Comment 6 Rafael J. Wysocki 2008-11-24 13:00:42 UTC
Patch : http://bugzilla.kernel.org/attachment.cgi?id=19007&action=view
Comment 7 Rafael J. Wysocki 2008-11-24 13:01:19 UTC
Notify-Also : Maxim Levitsky <maximlevitsky@gmail.com>
Comment 8 Eric Anholt 2008-11-25 00:58:41 UTC
There's also a fix for resume with 915-class and original G[M]965 queued in for-airlied at the moment.
Comment 9 Rafael J. Wysocki 2008-11-26 06:20:02 UTC
There still is a problem on Toshiba R500 with the patch from comment #6 applied.

Namely, I tested the patch with a kernel having CONFIG_DEBUG_PAGEALLOC=y and CONFIG_NR_CPUS=128.  After I've switched the settings to CONFIG_DEBUG_PAGEALLOC=n and CONFIG_NR_CPUS=2, resume from suspend to RAM occasionally fails (it is reproducible with the wakealarm suspend stress test script I'm going to attach in the next comment).  However, it only fails if s2ram (the binary) is used for suspending, if 'echo mem > /sys/power/state' is used, it works 100% of the time (so far, it hasn't failed for me).
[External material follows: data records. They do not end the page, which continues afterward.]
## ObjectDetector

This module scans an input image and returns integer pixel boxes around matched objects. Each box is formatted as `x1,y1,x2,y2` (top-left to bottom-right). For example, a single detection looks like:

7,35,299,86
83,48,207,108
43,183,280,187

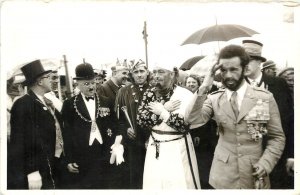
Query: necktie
230,91,239,118
85,97,94,101
251,81,258,87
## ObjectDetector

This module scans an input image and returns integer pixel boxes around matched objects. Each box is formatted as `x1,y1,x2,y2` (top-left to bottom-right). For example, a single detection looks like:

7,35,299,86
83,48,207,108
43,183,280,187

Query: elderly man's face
186,77,199,93
153,67,174,89
77,79,96,97
132,66,149,85
263,67,276,77
220,57,244,91
244,59,261,78
114,69,129,85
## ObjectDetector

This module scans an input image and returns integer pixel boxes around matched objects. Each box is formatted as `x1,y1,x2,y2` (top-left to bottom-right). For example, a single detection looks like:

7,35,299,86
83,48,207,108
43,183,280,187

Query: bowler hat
73,63,95,80
243,40,266,62
21,60,52,85
262,60,276,70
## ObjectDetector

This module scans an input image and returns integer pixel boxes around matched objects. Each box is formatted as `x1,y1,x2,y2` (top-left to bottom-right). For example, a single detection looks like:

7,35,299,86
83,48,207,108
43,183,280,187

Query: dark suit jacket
262,74,294,158
62,94,115,170
8,91,55,189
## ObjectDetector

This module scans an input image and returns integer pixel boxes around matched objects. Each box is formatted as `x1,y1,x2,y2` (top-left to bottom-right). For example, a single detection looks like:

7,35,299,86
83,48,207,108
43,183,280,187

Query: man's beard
222,73,244,91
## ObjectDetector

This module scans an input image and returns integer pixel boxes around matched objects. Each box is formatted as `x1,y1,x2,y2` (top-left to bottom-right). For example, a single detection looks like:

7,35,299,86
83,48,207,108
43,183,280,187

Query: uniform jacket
186,86,285,189
62,94,115,167
8,91,55,189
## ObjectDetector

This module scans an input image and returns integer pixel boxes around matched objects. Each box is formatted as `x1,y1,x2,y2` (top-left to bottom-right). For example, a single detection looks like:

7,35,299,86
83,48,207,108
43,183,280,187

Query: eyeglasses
41,75,50,79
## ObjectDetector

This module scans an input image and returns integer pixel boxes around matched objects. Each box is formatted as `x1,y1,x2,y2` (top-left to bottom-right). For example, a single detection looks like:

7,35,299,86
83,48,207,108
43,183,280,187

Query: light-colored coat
186,86,285,189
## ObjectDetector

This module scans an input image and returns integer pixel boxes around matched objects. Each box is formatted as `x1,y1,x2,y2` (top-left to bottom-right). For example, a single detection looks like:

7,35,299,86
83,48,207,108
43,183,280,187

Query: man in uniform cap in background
115,60,149,189
261,60,276,77
7,60,56,189
97,61,129,104
243,40,294,189
186,45,285,189
62,63,115,189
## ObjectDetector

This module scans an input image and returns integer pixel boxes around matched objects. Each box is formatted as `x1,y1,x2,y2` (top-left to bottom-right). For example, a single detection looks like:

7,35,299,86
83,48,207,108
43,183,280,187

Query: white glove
109,135,124,165
27,171,42,190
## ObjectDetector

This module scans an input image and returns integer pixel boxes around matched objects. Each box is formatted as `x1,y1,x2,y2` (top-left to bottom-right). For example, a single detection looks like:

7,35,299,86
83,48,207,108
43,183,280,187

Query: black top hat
243,40,266,62
21,60,52,85
73,63,95,80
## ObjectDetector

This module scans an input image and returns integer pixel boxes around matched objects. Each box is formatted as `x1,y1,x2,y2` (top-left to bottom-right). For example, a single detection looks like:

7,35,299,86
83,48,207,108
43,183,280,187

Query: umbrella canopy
181,24,258,45
179,56,205,70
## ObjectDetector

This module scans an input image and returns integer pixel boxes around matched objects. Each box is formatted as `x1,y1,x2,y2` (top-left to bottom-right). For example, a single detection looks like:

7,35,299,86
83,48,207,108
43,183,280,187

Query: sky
1,0,300,75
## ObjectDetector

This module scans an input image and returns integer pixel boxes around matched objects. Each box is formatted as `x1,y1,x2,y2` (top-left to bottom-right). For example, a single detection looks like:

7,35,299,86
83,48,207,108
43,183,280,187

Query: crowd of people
7,40,294,189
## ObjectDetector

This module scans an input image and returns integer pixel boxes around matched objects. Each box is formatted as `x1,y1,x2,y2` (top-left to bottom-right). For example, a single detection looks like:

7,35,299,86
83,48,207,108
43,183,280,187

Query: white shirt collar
226,80,248,109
Now, the differences are that (1) with CONFIG_DEBUG_PAGEALLOC=n on x86_64 the kernel's direct memory mapping is set up using 2M pages instead of 4K pages (I have no idea what the impact of this may be) and (2) s2ram does an additional VT switch right prior to suspend and right after the resume, so presumably there still is a problem with VT switching somewhere.
Comment 10 Rafael J. Wysocki 2008-11-26 06:40:05 UTC
Created attachment 19033 [details]
Script for automated stress-testing of suspend/resume with the help of RTC wake alarm
Comment 11 Andreas Mohr 2008-11-26 09:45:25 UTC
Re: comment #9: VT switching still has weird behaviour indeed on fixed -rc6 (A110L), in that sometimes switching to tty1 from x.org will not be successful and X will reappear (after screen blinking!).  Switching again then works [usually?].
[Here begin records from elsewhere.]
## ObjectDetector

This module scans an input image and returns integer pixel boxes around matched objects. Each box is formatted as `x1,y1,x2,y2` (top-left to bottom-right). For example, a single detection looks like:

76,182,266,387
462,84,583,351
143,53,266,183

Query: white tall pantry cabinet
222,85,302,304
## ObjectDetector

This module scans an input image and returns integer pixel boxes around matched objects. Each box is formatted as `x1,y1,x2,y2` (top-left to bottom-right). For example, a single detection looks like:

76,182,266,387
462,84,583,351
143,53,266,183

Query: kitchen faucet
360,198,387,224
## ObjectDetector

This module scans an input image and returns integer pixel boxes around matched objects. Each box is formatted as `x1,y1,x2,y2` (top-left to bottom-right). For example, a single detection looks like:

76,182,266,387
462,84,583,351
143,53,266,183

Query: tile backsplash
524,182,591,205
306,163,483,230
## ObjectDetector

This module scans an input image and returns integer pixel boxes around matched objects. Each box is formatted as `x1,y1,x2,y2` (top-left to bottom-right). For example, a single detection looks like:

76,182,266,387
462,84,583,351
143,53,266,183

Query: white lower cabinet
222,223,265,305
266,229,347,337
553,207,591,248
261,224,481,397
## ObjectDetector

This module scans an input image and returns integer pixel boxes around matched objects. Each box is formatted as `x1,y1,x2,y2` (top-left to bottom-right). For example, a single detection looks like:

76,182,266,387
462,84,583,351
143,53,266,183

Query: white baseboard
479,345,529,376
Yup, just tried it again for good measure, and yes indeed, it failed again and needed a second keypress attempt to work.
Comment 12 Rafael J. Wysocki 2008-11-30 14:42:08 UTC
I have just tried the latest Linus' tree that contains all of the recent DRM fixes and unfortunately it hasn't fix the resume issue which is still present.

I suspect it is related to the VT switching.
Comment 13 Rafael J. Wysocki 2008-12-07 14:00:16 UTC
For me, the problem turned out to be related to interrupts, bug #12121, the $subject problem appears to have been fixed.

For this reason, I'll close this bug now and Andreas please see if bug #11947 matches your symptoms and open a new bug entry for your issue if it doesn't.